The Middle Daughter
- Author: Chika Unigwe
- Language: English
- Genre: Literary fiction
- Set in: Enugu
- Publisher: Dzanc Books
- Publication date: 4 April 2023
- Publication place: Nigeria
- Media type: Print (hardback)
- Pages: 312
- ISBN: 9781950539468

= The Middle Daughter =

2023 novel by Chika Unigwe

The Middle Daughter is a social novel written by Chika Unigwe and published by Dzanc Books in 2023. Unigwe drew her inspiration from the story of Hades and Persephone.

== Plot summary ==
After Udodi died, the family thought their troubles were over, but they were wrong. When Nani, who's seventeen, lost her sister and dad one after the other, her life got really tough. Caught in grief, Nani finds herself isolated and misunderstood by her mother and sister. In the midst of her misery, she is drawn to a preacher who claims to have a direct line to God. His promises of belonging and understanding offer Nani a glimmer of hope. He seemed to offer her hope and a place to belong. But the more Nani got involved with him, the more she drifted away from her family. As time went on, Nani grew apart from her family, who were once very close. She ended up in a bad marriage where her husband treated her badly. She loved her children, but she was scared to leave because of them. Still, Nani knew she had to be strong and find a way out of her situation.
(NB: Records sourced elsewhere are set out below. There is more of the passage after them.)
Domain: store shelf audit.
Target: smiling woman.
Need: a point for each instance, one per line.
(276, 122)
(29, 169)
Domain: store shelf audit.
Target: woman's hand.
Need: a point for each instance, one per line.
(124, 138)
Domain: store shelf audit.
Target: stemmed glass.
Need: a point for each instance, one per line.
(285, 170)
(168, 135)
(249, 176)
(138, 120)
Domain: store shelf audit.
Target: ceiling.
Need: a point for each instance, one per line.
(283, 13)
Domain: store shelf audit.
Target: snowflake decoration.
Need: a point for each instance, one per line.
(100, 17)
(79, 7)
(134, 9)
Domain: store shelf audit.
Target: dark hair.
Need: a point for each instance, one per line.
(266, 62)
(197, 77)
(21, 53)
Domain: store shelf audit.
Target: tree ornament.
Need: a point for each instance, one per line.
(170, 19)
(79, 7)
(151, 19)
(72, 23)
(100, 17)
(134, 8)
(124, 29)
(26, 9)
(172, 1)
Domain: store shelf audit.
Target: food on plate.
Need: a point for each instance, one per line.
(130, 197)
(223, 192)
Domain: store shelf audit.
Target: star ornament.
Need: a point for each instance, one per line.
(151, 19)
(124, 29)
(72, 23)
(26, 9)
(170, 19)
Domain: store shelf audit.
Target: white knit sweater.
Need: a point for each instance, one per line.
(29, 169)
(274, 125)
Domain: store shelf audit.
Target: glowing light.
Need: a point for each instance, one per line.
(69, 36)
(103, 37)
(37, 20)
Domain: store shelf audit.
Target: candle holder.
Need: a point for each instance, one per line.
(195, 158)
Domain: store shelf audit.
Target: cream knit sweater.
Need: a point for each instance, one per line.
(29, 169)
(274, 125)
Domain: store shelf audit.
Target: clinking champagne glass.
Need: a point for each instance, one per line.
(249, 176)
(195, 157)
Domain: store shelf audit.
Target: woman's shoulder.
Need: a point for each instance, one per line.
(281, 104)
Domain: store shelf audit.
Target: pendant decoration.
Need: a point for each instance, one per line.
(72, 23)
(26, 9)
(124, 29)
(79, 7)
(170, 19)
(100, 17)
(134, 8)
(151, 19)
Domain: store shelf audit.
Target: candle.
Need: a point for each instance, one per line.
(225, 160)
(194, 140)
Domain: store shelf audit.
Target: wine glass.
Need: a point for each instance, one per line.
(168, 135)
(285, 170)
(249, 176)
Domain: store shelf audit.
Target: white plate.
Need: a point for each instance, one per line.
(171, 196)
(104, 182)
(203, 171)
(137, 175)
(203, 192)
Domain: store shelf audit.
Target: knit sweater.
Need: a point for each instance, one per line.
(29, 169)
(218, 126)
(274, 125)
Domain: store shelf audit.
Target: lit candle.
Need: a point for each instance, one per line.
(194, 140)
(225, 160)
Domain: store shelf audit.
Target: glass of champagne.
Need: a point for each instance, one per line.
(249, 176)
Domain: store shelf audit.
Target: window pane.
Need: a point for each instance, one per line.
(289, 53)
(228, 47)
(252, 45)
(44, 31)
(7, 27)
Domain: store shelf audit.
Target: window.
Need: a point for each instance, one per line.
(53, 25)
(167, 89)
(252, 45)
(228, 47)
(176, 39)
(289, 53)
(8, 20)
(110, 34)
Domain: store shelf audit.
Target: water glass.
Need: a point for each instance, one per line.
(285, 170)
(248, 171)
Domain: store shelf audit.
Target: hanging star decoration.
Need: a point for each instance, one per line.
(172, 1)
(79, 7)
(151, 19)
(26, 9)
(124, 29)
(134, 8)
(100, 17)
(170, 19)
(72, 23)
With bravery and determination, Nani started to find herself again. She faced her fears and learned to trust in herself. In the end, she realized that she could overcome anything, as long as she held onto what mattered most to her.

== Characters==
- Nani — the protagonist
- Udodi — Nani's older sister
- Ugo — Nani's younger sister
- Ephraim Nani's abusive husband
- Enuka — Nani's friend

== Reception ==
Delight Ejiaka writing for World Literature Today reviews that "[t]he writing in the book is compelling and grounds the reader in its scenes." noting that "[t]he novel is fast-paced and plot-driven with great character development that propels the reader through the pages." Praising Unigwe for "raises the stakes of the story with every chapter until it crescendos and leaves the audience devastated." Ainehi Edoro of Brittle Paper compared it favourably to Second Class Citizen by Buchi Emecheta, reviewing that "The Middle Daughter is a powerful story about the truest, most luxuriant feminist joy—the joy of freedom." Ukamaka Olisakwe of Isele Magazine gave it a five star review, praising that "[t]he book is structured in an astonishingly ingenious form."